Patch test reactions were positive to neomycin sulfate, p-phenylenediamine (PPD), parthenium, triclosan, chhatim and xanthium. Photopatch test results were positive to all of these allergens except neomycin. On biopsy, superficial and deep perivascular infiltrate of lymphocytes was observed. Some of these lymphocytes extended to the hyperplastic epidermis where there were acanthosis, spongiosis, compact hyperkeratosis and papillomatosis (Fig. 4). The granular layer was well-preserved. There was no evidence of lymphocytic atypia.

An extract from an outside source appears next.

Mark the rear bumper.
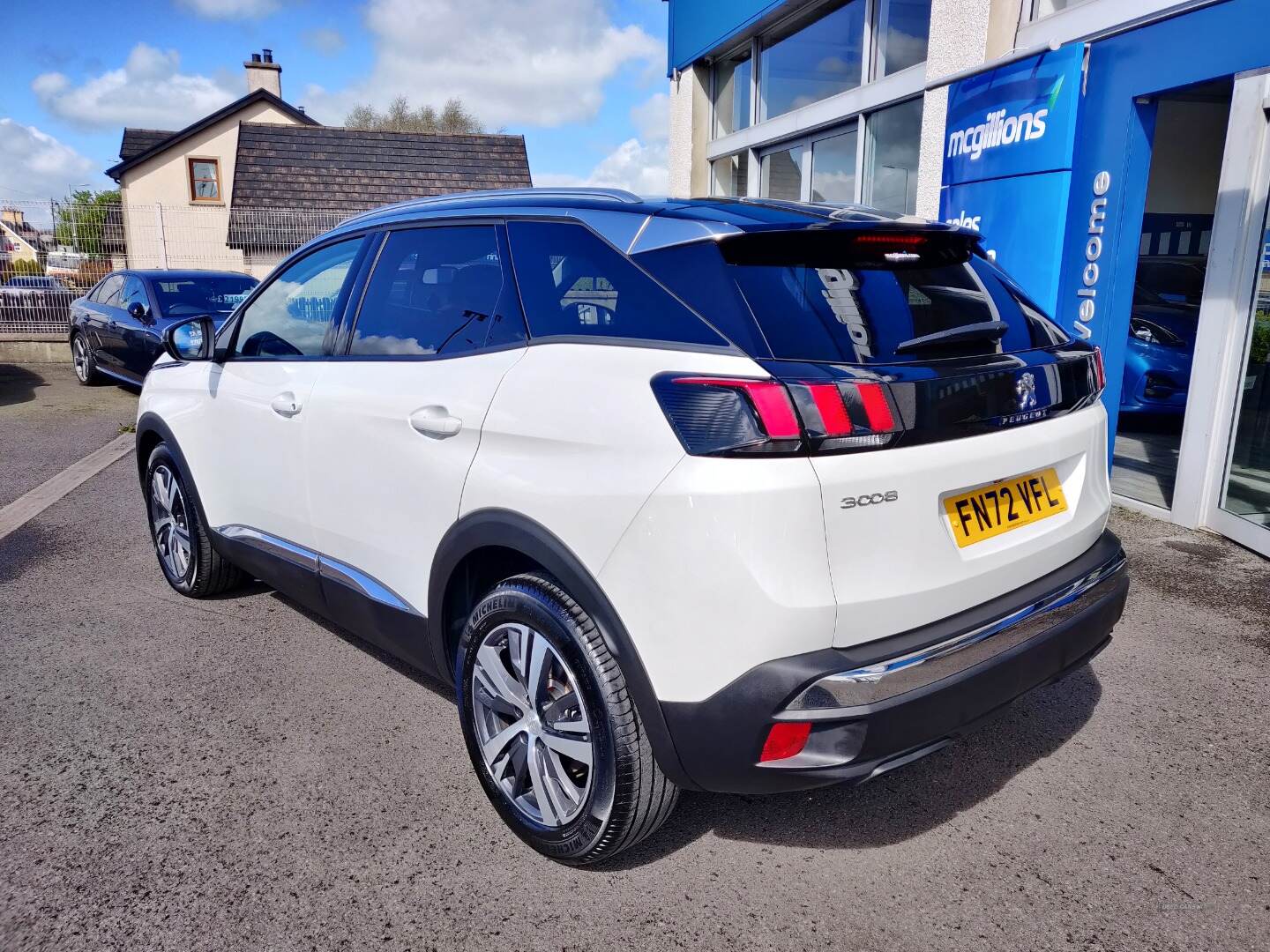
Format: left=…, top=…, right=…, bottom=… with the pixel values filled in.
left=661, top=532, right=1129, bottom=793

Chronic actinic dermatitis (CAD).
Treatment and follow-up
Following the diagnosis, the patient was instructed on the importance of avoiding the plants, namely, parthenium, chhatim and cockleburs (xanthium), all of which were abundant either near his house or on the grounds adjoining his farm. He was urged to remove the shrubs and weeds as completely as possible. He was also advised regarding the importance of photoprotection, particularly during the season in which he used to experience the disease flares and was prescribed a sunscreen of SPF 30 containing zinc oxide. A midpotent topical steroid (mometasone furoate) cream was used as the local agent. Oral prednisolone in immunosuppressive dose (1 mg/kg) was started but had to be withdrawn soon afterwards as the patient started suffering from agitation, insomnia and psychotic symptoms.

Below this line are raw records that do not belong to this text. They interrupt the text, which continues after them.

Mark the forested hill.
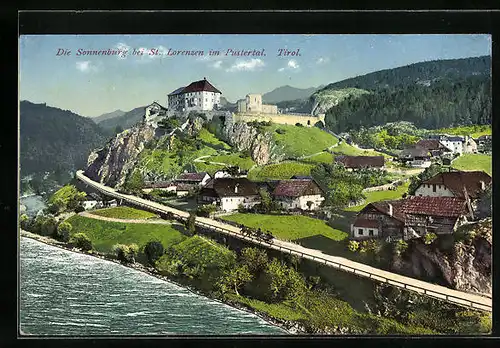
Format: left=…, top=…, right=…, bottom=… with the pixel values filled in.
left=323, top=57, right=491, bottom=132
left=322, top=56, right=491, bottom=90
left=20, top=101, right=107, bottom=176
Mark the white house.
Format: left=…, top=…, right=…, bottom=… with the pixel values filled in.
left=168, top=78, right=222, bottom=111
left=198, top=178, right=260, bottom=212
left=415, top=171, right=491, bottom=200
left=273, top=179, right=325, bottom=210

Hydroxychloroquine evoked initial response but after 10-12 weeks the lesions along with pruritus made a comeback. From then on, the patient was put on azathioprine (100 mg/day) to which he has shown an excellent sustained response.

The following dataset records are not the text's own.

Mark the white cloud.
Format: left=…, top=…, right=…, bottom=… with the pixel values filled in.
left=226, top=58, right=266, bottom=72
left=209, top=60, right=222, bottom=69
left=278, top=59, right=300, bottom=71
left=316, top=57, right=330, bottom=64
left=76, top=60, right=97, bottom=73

Chronic actinic dermatitis was first defined in the late 1970s on the basis of morphological features suggestive of a persistent eczematous eruption of infiltrated papules and plaques that predominantly affects exposed skin and histopathology consistent with chronic eczema with or without pseudolymphomatous changes.1 A high incidence of photoallergic contact dermatitis to plant allergens (particularly Compositae) has been noted among those with CAD. Parthenium dermatitis presenting as photosensitive lichenoid eruption was first reported from India in 2002.2
This report is that of one of the very rare cases of CAD caused by multiple photocontact allergy due to plant allergens. The relevance of all the other positive allergens could also be established (PPD due to hair dyes, triclosan present in oral antiseptics used in dental procedures). The seasonal disease flares also corresponded with the pollination period of both parthenium and xanthium. Despite the erythema, coarsening and thickening of skin, exemplified by the leonine face and overall disease severity, a clinical diagnosis of actinic reticuloid had to be negated due to absence of lymphocytic atypia on biopsy.
- Hawke JLM, Magnus IA. Chronic actinic dermatitis: An idiopathic photosensitivity syndrome including actinic reticuloid and photosensitive eczema. Br J Dermatol 1979;17:24.
- Verma KK, Sirka CS, Ramam M, Sharma VK. Parthenium dermatitis presenting as photosensitive lichenoid eruption. A new clinical variant. Contact Dermatitis 2002;46:286-9.